Adjusting the targeted audience works in the other direction, too. If a simpler response than the original output were required, perhaps for use with a different audience, the prompt could be reengineered to satisfy an individual investor with much less financial literacy (Display).
By engineering the prompt to cater to different levels of financial sophistication, the LLM quickly adapts its language and depth of content. In a similar way, telling the LLM itself to play a specific role—such as a portfolio manager, research analyst or risk analyst—in performing a task will likely lead to responses better aligned with the expected functions of that role.
“Chain-of-thought” prompting, another common technique, involves decomposing a complex query into a sequence of simpler, logical steps and guiding the LLM to process each step individually. We’ve found that this technique enhances both the depth and clarity of responses and can be accomplished in a straightforward way by explicitly instructing LLMs to approach tasks “step by step.”
To use a simple example, if you were seeking to understand how a formula in an Excel cell calculates its value, you might ask the model to provide a step-by-step explanation, resulting in a clear, detailed explanation of each part of the formula followed by a brief summary (Display).
“Step-back” prompting is another useful technique, particularly when dealing with specialized financial terms and acronyms that can be clarified while prompting an LLM.
Let’s assume that an emerging market (EM) analyst is assessing countries’ environmental, social and governance (ESG) policies, which involves reviewing numerous news sources. Taking a step back to first clarify the acronyms EM and ESG enables the model to better focus on the detailed instructions for review—in this case, ranking hypothetical news titles for their relevance to the research effort (Display).
Beyond these hypothetical articles, it’s easy to envision pointing an LLM directly to news sites themselves to uncover the most relevant articles and rank them, and even to summarize the news by country while gauging the related sentiment.
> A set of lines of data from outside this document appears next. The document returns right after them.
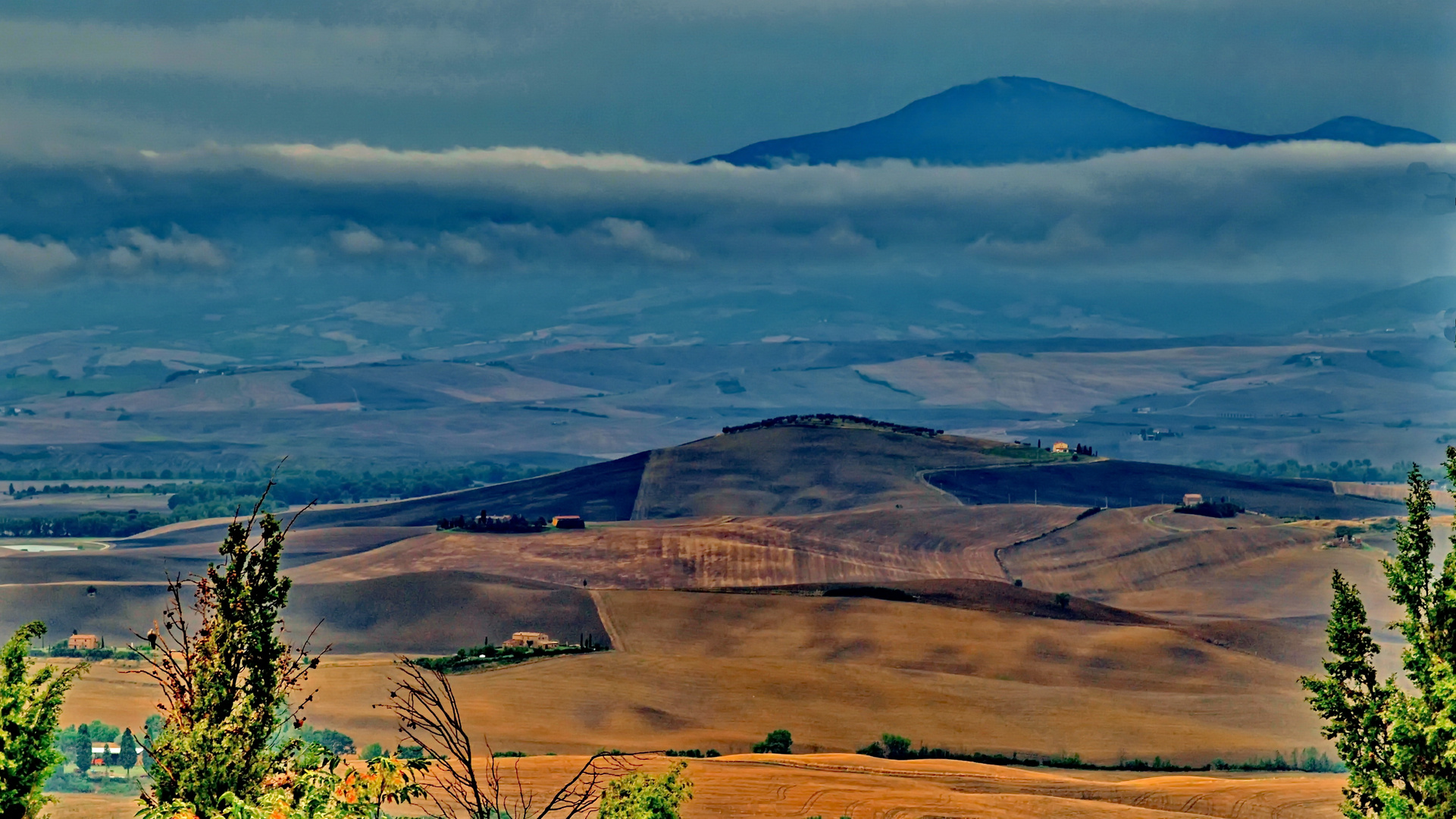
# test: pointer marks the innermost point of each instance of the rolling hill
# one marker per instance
(1008, 120)
(801, 469)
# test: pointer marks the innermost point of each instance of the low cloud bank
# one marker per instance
(1298, 210)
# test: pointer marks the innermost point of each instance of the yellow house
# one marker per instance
(531, 640)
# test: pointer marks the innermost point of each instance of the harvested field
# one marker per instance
(599, 491)
(1133, 483)
(973, 595)
(872, 545)
(800, 471)
(1123, 550)
(305, 545)
(414, 614)
(721, 670)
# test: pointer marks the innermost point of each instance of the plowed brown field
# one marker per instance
(868, 545)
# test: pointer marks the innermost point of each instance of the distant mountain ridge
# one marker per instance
(1010, 120)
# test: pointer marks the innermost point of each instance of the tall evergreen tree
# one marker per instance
(30, 713)
(82, 751)
(129, 751)
(1397, 736)
(226, 681)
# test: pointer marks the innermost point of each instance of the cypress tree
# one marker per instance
(1398, 738)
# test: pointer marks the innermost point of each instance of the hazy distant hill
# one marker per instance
(794, 469)
(1008, 120)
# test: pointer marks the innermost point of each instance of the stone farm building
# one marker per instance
(110, 754)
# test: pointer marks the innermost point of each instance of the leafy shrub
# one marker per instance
(643, 796)
(776, 742)
(319, 789)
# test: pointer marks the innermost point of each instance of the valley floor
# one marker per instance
(863, 787)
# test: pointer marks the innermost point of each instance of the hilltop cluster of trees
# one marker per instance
(488, 654)
(831, 420)
(88, 525)
(498, 523)
(1222, 507)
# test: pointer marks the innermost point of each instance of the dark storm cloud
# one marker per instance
(1299, 210)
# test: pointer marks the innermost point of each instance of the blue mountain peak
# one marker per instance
(1007, 120)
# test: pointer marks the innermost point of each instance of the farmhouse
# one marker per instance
(531, 640)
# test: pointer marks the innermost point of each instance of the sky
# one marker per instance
(543, 140)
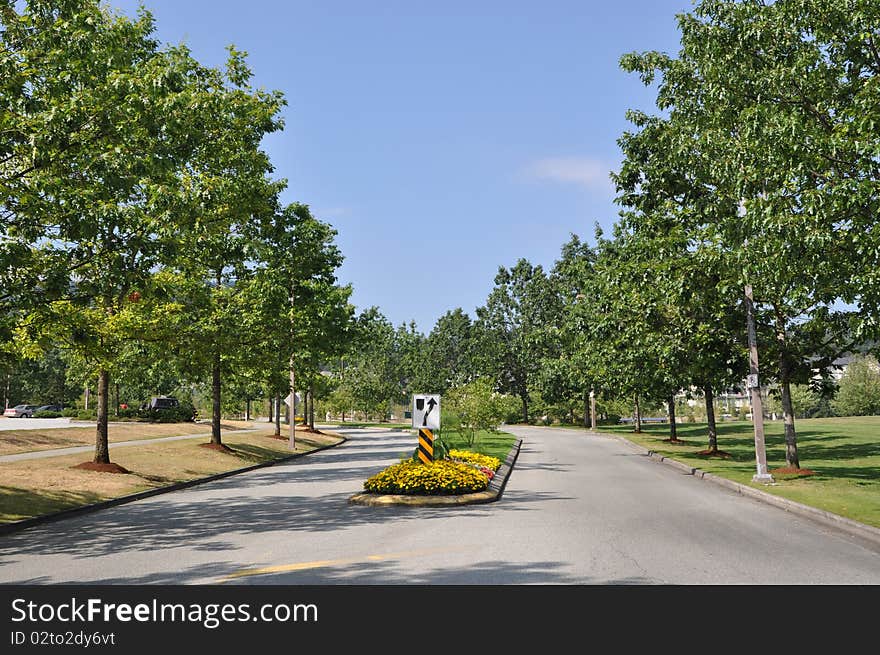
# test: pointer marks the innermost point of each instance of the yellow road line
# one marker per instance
(317, 564)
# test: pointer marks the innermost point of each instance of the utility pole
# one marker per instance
(593, 420)
(755, 391)
(292, 443)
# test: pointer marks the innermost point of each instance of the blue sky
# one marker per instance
(440, 139)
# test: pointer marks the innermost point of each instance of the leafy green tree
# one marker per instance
(100, 123)
(474, 407)
(306, 314)
(510, 329)
(568, 376)
(449, 353)
(771, 109)
(228, 191)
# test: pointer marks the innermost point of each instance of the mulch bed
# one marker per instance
(223, 448)
(102, 468)
(714, 453)
(791, 472)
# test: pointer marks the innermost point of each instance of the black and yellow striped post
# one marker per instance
(426, 445)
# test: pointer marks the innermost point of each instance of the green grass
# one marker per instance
(496, 444)
(843, 453)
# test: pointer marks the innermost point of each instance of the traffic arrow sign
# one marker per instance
(426, 411)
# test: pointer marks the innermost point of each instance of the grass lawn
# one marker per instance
(496, 444)
(34, 487)
(843, 453)
(21, 441)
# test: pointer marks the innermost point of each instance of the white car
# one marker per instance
(21, 411)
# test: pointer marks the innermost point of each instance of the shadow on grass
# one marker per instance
(16, 503)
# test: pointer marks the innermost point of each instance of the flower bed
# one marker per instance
(463, 473)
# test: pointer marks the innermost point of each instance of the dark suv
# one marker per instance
(163, 403)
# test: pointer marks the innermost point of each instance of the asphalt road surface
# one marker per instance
(578, 509)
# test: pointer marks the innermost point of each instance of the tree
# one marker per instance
(474, 407)
(227, 192)
(510, 329)
(100, 124)
(449, 353)
(770, 102)
(306, 315)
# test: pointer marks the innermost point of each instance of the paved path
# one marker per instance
(577, 509)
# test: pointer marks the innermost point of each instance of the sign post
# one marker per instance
(426, 419)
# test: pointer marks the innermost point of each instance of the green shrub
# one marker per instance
(47, 414)
(442, 477)
(478, 459)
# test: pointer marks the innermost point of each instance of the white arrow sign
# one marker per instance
(426, 411)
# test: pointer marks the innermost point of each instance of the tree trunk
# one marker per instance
(594, 419)
(215, 397)
(102, 447)
(710, 417)
(791, 456)
(638, 415)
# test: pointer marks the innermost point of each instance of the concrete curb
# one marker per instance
(493, 493)
(853, 528)
(8, 528)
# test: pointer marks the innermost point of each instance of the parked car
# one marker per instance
(21, 411)
(163, 402)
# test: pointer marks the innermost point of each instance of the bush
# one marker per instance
(47, 414)
(477, 459)
(442, 477)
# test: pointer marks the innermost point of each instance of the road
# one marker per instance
(578, 509)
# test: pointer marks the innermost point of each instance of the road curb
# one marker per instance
(853, 528)
(8, 528)
(491, 494)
In the fast-paced world of investing, it’s not hard to see the efficiency and time savings for human experts—as well as the potential to extract valuable insights.
From a big-picture view, we think prompt engineering enables human analysts to leverage the power of LLMs more effectively. Clear and precise instructions mark the pathway to more relevant and more accurate output. But LLMs are imperfect. Analysts must verify the outputs, because even thoughtful prompts may produce inaccurate or biased results, depending on the model’s training data and inherent limitations.
As we see it, the combination of seasoned research analysts and LLMs informed by sound prompt engineering may generate more effective and more efficient insights that have the potential to enhance performance. It takes time and effort to refine this relationship through clear direction and guidance. Whether it’s an LLM or a team of talented associates, we believe the investment is worth it.
The views expressed herein do not constitute research, investment advice or trade recommendations and do not necessarily represent the views of all AB portfolio-management teams and are subject to revision over time. AllianceBernstein Limited is authorised and regulated by the Financial Conduct Authority in the United Kingdom.